February 10, 2022

Outsized Corporate Tax Giveaway Draws Concern, Criticism From Nonprofits and Advocacy Groups

On January 1, Florida’s corporate income tax (CIT) rate returned to 5.5 percent. The rate reset, which happens to come at a time when nonprofits, advocacy and faith-based groups, and others have been vocal about the need for corporations to pay their share, is expected to generate upwards of $1.2 billion annually in general revenue.

In fact, a group of 31 organizations from across the state, including Florida Policy Institute, Florida Conservation voters, SEIU Florida Public Services Union, and Florida Voices for Health, sent a letter to Governor Ron DeSantis urging him and state leaders to leave the CIT rate as is and reject further corporate tax cuts for the sake of crucial public services, noting that Floridians “need good-paying jobs, good schools, safe and affordable housing, reliable transportation infrastructure, clean water and energy, and a robust safety net.”

Decisions related to the CIT, like other tax policies, are spending decisions that directly impact how much revenue is available to finance the budget. Consequently, if policymakers choose to cut CITs, they will have to make up for the revenue loss by either raising taxes on working Floridians, who already shoulder the tax burden, or underinvesting in crucial programs and services that are already stretched thin. The CIT rate reset, as noted in the letter, is an opportunity to avoid these decisions.

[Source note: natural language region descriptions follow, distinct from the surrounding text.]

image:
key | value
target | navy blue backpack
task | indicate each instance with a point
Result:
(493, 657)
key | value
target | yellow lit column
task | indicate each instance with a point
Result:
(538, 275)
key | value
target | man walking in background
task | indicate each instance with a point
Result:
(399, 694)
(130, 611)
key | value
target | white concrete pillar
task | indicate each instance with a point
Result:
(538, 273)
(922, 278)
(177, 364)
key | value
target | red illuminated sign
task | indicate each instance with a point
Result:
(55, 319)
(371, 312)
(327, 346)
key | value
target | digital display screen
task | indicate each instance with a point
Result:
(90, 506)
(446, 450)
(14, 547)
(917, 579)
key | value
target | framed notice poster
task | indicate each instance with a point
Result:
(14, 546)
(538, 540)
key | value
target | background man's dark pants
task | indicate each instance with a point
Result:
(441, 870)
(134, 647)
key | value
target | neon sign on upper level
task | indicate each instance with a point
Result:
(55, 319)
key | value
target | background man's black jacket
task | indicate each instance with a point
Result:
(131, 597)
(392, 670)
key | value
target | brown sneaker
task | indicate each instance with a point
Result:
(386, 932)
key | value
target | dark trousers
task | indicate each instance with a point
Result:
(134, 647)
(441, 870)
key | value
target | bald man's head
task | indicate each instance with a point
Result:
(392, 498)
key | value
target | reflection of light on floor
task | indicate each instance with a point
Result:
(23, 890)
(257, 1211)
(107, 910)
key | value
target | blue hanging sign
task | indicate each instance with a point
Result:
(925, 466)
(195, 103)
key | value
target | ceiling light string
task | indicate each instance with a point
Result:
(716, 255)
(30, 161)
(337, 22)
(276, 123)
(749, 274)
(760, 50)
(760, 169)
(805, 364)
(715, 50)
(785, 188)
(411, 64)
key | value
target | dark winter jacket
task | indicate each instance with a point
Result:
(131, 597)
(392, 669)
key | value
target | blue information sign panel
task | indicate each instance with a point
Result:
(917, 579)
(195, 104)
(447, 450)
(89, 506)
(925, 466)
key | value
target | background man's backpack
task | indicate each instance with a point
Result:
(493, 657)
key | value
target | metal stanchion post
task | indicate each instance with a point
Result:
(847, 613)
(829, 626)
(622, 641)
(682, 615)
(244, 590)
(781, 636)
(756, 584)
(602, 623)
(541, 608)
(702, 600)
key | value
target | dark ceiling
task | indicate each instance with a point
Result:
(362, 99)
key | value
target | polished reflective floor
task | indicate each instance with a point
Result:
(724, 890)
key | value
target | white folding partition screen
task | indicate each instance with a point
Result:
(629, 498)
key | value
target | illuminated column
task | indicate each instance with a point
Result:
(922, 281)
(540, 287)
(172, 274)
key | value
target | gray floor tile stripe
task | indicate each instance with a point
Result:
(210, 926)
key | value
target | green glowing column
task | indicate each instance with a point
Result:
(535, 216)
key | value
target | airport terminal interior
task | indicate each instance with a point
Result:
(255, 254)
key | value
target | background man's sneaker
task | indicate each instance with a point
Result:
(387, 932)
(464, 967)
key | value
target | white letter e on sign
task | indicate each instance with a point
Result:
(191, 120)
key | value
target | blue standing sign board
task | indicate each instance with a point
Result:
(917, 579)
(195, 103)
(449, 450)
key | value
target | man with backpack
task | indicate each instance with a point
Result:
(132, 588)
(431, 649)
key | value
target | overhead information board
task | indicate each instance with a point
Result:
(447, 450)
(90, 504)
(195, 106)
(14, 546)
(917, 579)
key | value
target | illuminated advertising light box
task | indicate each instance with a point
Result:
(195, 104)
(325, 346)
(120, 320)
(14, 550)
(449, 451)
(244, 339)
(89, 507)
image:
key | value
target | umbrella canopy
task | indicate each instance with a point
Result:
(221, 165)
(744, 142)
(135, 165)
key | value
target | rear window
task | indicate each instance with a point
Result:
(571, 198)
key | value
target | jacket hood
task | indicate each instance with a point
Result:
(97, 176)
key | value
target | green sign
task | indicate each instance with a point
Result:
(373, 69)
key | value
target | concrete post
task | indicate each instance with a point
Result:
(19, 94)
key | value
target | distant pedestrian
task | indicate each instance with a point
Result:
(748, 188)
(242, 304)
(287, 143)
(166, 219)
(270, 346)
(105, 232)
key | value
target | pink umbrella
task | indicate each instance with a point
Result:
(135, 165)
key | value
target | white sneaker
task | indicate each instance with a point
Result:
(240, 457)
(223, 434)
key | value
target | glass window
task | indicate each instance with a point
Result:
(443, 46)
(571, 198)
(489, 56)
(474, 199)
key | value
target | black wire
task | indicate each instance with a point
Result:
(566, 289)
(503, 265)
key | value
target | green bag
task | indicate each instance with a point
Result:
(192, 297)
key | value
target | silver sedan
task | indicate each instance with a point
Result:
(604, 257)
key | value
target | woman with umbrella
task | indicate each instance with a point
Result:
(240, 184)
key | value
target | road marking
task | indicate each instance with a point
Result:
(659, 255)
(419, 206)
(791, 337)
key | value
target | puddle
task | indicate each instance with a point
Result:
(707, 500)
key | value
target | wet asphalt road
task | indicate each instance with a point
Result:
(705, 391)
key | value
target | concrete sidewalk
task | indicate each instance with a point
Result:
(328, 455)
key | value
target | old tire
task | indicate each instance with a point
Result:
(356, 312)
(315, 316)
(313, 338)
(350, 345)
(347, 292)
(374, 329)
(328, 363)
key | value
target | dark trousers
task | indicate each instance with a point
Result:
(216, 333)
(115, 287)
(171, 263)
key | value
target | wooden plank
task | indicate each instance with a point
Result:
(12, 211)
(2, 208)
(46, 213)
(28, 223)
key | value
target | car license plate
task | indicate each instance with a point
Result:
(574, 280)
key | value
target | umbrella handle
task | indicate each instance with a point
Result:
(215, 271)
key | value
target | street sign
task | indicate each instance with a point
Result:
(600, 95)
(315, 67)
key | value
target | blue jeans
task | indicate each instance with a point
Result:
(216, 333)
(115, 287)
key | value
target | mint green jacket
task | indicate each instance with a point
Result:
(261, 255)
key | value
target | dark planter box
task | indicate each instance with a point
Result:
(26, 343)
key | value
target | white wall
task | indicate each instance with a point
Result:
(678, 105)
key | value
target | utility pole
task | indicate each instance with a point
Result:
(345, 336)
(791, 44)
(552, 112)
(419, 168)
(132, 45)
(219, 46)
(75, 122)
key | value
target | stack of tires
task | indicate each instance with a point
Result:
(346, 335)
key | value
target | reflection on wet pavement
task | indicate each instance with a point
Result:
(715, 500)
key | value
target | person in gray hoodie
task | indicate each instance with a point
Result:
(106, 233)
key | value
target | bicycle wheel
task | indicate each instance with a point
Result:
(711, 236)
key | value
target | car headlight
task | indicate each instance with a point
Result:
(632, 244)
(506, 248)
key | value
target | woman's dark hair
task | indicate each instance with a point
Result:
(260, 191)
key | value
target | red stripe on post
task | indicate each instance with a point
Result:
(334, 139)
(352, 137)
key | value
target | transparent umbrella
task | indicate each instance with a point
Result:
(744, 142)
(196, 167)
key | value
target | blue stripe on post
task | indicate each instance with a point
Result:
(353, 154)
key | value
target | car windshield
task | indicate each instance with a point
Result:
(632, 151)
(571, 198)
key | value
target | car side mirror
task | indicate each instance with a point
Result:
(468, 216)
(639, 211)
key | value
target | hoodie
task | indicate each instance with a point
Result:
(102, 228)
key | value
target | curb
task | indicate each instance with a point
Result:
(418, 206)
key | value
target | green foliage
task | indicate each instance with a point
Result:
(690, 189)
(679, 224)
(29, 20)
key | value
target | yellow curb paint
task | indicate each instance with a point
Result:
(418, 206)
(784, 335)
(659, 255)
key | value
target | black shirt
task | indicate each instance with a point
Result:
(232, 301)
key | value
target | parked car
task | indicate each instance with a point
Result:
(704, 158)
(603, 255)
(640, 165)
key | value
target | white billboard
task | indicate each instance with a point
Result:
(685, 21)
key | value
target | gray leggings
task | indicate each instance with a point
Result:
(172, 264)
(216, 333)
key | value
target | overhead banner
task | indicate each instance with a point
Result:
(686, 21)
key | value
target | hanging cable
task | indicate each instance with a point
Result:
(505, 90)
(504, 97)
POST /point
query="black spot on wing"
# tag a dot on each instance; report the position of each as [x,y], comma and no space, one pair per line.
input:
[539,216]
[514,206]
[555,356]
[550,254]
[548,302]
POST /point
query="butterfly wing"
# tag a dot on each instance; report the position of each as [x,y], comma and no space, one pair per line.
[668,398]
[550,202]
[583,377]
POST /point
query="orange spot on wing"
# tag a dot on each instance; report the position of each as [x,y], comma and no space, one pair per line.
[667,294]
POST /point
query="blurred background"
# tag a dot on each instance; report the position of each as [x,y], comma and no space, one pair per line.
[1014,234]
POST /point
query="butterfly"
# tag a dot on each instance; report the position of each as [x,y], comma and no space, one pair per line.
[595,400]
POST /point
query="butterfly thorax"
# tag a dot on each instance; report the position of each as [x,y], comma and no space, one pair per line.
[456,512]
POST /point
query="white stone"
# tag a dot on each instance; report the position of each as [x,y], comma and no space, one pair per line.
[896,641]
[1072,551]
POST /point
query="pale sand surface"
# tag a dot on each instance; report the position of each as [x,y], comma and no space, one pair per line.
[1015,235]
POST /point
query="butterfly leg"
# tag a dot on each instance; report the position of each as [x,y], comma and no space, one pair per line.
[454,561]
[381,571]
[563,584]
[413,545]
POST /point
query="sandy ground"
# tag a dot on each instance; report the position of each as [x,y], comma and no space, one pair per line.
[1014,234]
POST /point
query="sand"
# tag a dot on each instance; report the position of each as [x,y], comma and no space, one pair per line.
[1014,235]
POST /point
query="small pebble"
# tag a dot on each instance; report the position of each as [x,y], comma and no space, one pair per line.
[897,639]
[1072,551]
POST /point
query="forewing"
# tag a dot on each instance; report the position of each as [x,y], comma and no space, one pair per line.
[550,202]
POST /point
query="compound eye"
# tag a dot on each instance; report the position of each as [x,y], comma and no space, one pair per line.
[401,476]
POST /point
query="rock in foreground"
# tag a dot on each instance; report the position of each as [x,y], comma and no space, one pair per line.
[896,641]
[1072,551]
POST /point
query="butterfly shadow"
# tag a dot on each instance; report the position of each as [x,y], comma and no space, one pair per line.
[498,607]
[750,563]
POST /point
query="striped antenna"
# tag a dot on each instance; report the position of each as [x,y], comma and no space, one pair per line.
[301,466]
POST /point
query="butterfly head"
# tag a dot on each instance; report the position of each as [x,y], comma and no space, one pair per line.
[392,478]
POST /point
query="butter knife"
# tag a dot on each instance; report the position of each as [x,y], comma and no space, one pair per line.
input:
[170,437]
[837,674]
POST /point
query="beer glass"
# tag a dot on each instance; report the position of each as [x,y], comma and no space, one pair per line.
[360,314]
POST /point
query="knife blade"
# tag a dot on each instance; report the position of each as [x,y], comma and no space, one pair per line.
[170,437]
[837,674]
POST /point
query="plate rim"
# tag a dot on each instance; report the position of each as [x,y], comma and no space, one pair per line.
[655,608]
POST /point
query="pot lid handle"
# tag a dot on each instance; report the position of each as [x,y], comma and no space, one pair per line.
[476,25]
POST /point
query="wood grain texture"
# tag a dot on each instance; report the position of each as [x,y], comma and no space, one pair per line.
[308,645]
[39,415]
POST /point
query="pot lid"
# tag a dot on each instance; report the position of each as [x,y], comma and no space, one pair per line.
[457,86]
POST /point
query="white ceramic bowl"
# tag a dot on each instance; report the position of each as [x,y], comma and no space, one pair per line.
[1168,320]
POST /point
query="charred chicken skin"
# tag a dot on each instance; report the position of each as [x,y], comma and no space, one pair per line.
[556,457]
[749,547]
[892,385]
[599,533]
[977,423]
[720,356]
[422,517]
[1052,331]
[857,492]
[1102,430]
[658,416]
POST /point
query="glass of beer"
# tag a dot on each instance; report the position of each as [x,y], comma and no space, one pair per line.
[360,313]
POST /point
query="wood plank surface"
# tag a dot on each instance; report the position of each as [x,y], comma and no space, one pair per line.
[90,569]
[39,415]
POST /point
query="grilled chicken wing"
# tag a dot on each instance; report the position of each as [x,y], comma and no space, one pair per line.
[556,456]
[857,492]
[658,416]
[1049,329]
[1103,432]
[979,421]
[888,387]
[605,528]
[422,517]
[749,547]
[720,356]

Legislation moving through the committee process, however, threatens to upend important revenue gains from the CIT reset. Senate Bill (SB) 1090 would amend the CIT code in relation to provisions that were passed in the Tax Cuts and Jobs Act of 2017, particularly around bonus depreciation, business interest expense deductions, and how businesses expense research and development expenditures. 

The original version of the bill already came with a hefty price tag: $2.8 billion through fiscal year 2026-27, with no guarantee that the state will recoup this lost revenue in the future. Then, in early February, the legislation was amended — right before it was taken up in its first committee — to provide the richest corporations doing business in Florida with an even larger tax break. The bill sponsor removed language that would have stopped the final $624 million payout under the automatic rate reduction and refund mechanism that sunsetted this year, bringing the cost of the legislation to a whopping $3.5 billion. 

Just last year, another important tax-code bill was amended in a similar manner as it moved through the committee process. Legislation modernizing enforcement of Florida’s online sales tax collection, which initially stipulated that all dollars generated would go directly into the general revenue fund, was amended so that new revenue would instead go to replenish the Unemployment Compensation Trust Fund, a move that turned it into yet another tax break for businesses and another missed opportunity for investing in Florida families. 

State leaders should look to tax code reforms that provide relief to Floridians with low and moderate incomes, not ones that allow corporations to avoid paying their share. Enacting legislation (HB 613/SB 234) to create the Working Floridians Tax Rebate set at 20 percent of the federal Earned Income Tax Credit would boost household income for 2.1 million Floridians and help jumpstart local economies.